Thumbs up to a Mankato couple acting on their instinct to help children in need no matter where they live.
Justin and Kelli Neumann returned from a mission trip at an orphanage in Thailand last year and decided their work needed to reach beyond that trip. They and a few others from the mission group established the GROW Thailand Christian nonprofit this year to support the Kae Noi Orphanage.
Looking at the children’s photos and profiles on the nonprofit’s website, it’s no wonder the Neumanns’ hearts ached for the orphans, most of whom escaped conflict and poverty in neighboring Myanmar.
One girl’s father was involved in a drug cartel and died and the mother couldn’t support her. Parents of two boys sold them for less than $30 U.S. dollars and another family retrieved them for placement in the orphanage. Children with no support system or education are highly vulnerable to sex trafficking in Myanmar and Thailand.

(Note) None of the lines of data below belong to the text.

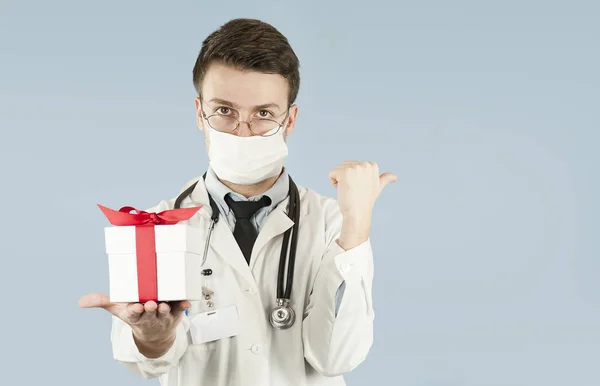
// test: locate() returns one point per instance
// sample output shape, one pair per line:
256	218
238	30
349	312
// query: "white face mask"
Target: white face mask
246	160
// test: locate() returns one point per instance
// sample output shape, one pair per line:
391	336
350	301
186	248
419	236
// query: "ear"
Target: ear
291	121
199	120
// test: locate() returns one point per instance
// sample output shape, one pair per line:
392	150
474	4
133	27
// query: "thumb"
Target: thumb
385	179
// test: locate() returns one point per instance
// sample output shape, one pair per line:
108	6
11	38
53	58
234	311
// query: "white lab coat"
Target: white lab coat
317	350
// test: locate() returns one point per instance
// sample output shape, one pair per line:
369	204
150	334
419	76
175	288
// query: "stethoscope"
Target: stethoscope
282	315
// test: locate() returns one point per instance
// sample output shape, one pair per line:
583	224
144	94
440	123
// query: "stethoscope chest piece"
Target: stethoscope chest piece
282	316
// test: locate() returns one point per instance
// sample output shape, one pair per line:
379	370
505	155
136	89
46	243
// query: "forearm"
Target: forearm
151	361
336	343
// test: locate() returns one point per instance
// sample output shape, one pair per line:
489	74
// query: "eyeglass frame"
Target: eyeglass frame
239	123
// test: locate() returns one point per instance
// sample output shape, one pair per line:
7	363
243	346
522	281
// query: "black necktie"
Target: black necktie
244	232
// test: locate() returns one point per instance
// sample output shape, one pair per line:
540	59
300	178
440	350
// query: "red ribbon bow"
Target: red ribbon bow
145	240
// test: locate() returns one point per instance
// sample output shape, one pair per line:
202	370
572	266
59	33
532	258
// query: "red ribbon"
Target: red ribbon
145	241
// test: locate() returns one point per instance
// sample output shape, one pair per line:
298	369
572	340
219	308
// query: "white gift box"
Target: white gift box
179	250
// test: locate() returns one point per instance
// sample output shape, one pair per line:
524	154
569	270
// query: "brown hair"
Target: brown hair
249	44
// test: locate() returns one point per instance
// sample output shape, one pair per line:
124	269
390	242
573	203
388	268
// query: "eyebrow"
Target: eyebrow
235	106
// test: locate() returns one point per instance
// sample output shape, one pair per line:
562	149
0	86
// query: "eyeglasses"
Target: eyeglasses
263	127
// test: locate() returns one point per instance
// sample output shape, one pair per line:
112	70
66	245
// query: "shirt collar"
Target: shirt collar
217	190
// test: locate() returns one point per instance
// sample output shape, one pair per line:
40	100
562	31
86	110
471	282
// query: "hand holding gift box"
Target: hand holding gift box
151	256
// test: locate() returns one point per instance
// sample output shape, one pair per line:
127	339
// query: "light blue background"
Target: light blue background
486	250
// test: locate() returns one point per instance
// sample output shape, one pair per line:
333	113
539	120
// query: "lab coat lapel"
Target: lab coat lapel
222	241
225	245
277	222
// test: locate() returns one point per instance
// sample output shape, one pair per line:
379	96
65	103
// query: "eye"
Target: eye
265	114
224	110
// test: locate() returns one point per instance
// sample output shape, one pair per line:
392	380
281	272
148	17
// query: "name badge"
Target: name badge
214	325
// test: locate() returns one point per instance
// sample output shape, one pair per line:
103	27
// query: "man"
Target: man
247	80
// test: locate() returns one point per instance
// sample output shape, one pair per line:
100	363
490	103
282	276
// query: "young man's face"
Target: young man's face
244	95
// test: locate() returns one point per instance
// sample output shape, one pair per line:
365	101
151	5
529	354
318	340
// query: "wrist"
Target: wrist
355	231
153	348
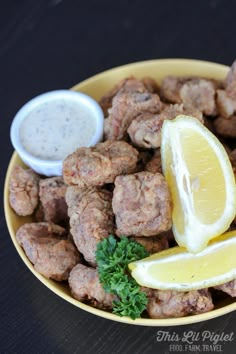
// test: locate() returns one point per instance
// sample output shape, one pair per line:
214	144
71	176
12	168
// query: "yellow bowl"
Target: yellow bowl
96	86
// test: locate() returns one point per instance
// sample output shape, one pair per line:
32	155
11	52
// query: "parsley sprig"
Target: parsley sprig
113	258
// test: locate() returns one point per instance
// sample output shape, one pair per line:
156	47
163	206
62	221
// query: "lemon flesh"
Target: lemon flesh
201	182
178	269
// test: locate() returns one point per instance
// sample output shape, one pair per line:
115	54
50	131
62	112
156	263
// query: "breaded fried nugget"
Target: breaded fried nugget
169	304
47	247
228	288
100	164
126	106
91	218
52	196
225	127
145	130
24	189
193	92
153	244
141	204
85	286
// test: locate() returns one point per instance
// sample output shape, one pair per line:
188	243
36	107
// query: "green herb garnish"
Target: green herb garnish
113	258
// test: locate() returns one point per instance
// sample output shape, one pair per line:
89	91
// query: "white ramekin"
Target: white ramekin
48	167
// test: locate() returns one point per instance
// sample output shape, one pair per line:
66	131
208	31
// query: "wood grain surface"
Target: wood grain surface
46	45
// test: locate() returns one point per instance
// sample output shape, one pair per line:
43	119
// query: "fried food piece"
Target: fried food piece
170	304
85	286
228	288
47	247
52	196
91	218
141	204
193	92
143	158
100	164
225	127
154	165
129	84
153	244
226	99
226	105
23	188
145	130
126	106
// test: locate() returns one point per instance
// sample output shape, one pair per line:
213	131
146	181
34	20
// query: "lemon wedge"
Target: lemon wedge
178	269
201	182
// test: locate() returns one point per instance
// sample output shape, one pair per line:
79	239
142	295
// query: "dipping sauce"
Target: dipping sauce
56	129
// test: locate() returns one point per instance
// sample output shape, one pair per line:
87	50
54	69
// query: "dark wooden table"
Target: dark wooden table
46	45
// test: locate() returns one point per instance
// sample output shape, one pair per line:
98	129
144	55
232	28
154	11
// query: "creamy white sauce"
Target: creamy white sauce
56	129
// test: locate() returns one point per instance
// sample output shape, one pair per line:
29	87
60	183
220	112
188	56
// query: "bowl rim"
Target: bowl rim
51	284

Donations to GROW Thailand (grow.reachapp.co.) will go toward the children’s education and needs such as food, shelter and medical care. Thailand’s government funds some but not all schooling for youth, while the orphanage leads Bible studies, Sunday school and English lessons. The nonprofit also hopes to raise enough money to buy a vehicle to get children to advanced medical care.
The Neumanns’ decision to take action after witnessing the orphans’ needs and finding out what they have gone through is inspiring to anyone wondering how they can make a difference.
St. James diversity
Thumbs up to the community of St. James for hosting their third annual Multicultural Fiesta on Sept. 14.
St. James has a large immigrant population — some 35% — and the community has worked hard to embrace its diversity.
There is no better way than to get people together at a fun event and get to know each other. The lineup of entertainment and activities is centered around the idea of celebrating all immigrants, from the Scandinavians who founded the community to the more recent Hispanic and Latino immigrants.
The organizers’ goal for the event is simple but important: understand each other, respect each other’s differences and learn more about each other’s culture.
Thumbs down to GOP Rep. Matt Grossell, R-Clearbrook, for his drunken disorderliness in May at a St. Paul hotel bar and the willingness of GOP former Speaker Kurt Daudt to blame Grossell’s removal from committees on the DFL.
Grossell was arrested and charged with disorderly conduct and trespassing, but a police report showed Grossell had threatened the officers who arrested him, pointing out he was a legislator and said “it would be hell to pay” for his arrest.
In an often tawdry explanation of Grossell’s behavior that night, the police report also noted he was treated at an emergency room, demanded he be given “crocs” shoes and called the emergency room nurse a “sick bitch.” He has since attempted to apologize to all involved.
Upon the information contained in the report, DFL House Speaker Melissa Hortman this week removed him from his positions on the public safety and judiciary committees, noting she did so mainly because he threatened authorities and used his position of power to suggest he is above the law and would be dealing with issues directly affecting the state’s law enforcement community.
In a remarkable statement referring to Grossell’s removal, former Speaker Kurt Daudt, who noted Grossell’s status as a former Clearwater County sheriff deputy, told Minnesota Public Radio Grossell’s removal was politically motivated.
Daudt’s out of line defending one of his party who was far out of line.